More precisely, you are using not only a type class but also the GHC extension OverlappingInstances. Without this extension, even using a type class cannot achieve what is required in the question. This strongly suggests that if anyone has to implement this (other than as an experiment), the program is probably not designed in the right way.
4

This is not possible using parametric polymorphism only, because of the following.

Consider these values:

x = [8] :: [Int]
y = [3.0] :: [Double]
z = [[]] :: [[Int]]

Obviously, you want your function to work with both x and y, thus its type must be null1 :: [a] -> Bool. (Can someone help me make this argument look formal? How can I show that this is the unique most specific context-less type unifiable with [Int] -> Bool and [Double] -> Bool? Is there a name for that relation between types?)

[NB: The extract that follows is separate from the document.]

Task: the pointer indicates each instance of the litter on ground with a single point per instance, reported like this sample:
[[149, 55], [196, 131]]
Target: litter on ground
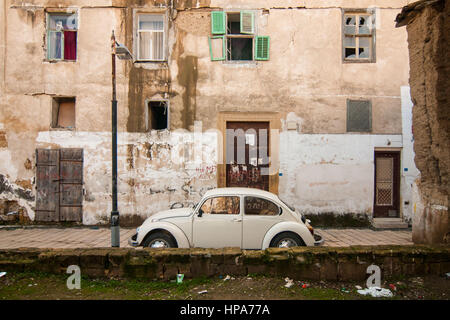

Now, if you have this type, then null1 z will be equal to null1 x because they differ only in values of the list elements, which are abstracted away from. (Not even close to formal proof again :()

What you want for z is null2 :: [[a]] -> Bool, which will differ in behaviour, and thus giving null1 and null2 the same name will require overloading. (see the FUZxxl's answer)

3 Comments

I find that argument fairly convincing.
I feel like null1 . (:[]) :: a -> Bool brings us closer to formal proof, but I still don't know how to make the last step (showing that a -> Bool is the same as Bool).
It's sort of a free theorem in reverse, but the largest lower bound of Int and Double (on the lattice of Haskell context-free types, with substition as the relationship) is a, as you can't substitute type variables in both of them (there aren't any!) and end up with the same type. Or am I getting my up & down directions mixed up?